Cotality’s Tim Lawless said it would "not be unusual" for national values to shrink 8-10%.

Transaction and Activity Forecasts

  • Westpac analysts forecast a 20% fall in real estate transaction volumes in 2026.
  • A 34% decline in new investor activity is forecast.
  • Investor mortgage applications were down 23% and first-home buyer applications down 12% in recent data.

Regional Variations

The slowdown is not uniform across the country.

  • Sydney and Melbourne: These cities are in the most advanced stages of a downturn, with values falling and clearance rates at multi-year lows.
  • Perth: Continues to show strong growth, with values rising 26% over the past year, though recent growth has slowed significantly.
  • Brisbane and Adelaide: Have recorded strong growth over five years, but recent monthly data indicates a sharp deceleration.
  • Top-End Market: Price falls have been most pronounced in expensive suburbs, which are not typical areas for first-time buyers. In the three months to May, the cheapest dwelling values in Sydney and Melbourne performed better than middle-market and upper-quartile segments.

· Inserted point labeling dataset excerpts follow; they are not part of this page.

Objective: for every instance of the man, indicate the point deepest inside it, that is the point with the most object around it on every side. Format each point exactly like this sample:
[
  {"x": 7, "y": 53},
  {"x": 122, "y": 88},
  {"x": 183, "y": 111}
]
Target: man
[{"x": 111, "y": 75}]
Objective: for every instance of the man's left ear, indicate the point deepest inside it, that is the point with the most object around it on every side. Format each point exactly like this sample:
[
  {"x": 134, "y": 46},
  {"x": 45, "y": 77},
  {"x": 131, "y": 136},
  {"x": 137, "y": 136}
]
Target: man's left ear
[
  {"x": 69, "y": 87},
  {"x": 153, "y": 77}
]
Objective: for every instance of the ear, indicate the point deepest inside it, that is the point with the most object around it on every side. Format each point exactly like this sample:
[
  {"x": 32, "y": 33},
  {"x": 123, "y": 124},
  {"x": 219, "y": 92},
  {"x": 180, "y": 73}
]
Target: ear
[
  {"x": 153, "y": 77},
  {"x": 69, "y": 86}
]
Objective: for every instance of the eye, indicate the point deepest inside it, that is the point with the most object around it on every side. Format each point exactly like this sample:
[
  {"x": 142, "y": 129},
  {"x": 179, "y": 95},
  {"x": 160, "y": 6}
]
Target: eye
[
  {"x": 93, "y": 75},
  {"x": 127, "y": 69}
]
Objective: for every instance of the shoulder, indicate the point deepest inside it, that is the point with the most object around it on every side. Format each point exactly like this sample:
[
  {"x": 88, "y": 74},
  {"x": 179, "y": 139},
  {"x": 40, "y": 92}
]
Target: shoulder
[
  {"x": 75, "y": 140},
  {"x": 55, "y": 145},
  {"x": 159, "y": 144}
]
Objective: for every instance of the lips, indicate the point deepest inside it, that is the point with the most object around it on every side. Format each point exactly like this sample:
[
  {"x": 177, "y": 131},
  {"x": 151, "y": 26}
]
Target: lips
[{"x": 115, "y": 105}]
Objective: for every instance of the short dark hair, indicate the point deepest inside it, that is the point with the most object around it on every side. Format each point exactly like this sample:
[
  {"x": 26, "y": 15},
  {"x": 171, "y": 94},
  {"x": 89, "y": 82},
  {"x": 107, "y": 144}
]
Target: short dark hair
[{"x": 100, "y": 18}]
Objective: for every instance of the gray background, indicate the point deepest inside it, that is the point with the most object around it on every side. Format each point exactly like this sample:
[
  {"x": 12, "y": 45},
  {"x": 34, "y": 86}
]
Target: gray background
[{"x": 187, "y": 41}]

Statements from Market Participants

Meg Girdler (Sydney Homebuyer): Purchased an apartment in Marrickville near the market peak and expressed concern about losing value and facing negative equity. She welcomed government efforts to "push out investors."

Tina O'Connor (Ray White Agent): Reported a "softening" in home prices, particularly in higher price brackets.

Andrew Valciukas (First National Agent): Described the sentiment change after the budget as "the fastest change in market sentiment" since the COVID pandemic.

Stephanie (Seller and Buyer): Expressed frustration with the market's confusion and felt "nervous both as a seller and buyer."

Joshua Goodfellow (Aspiring Investor): Has paused his home search due to economic uncertainty and policy changes.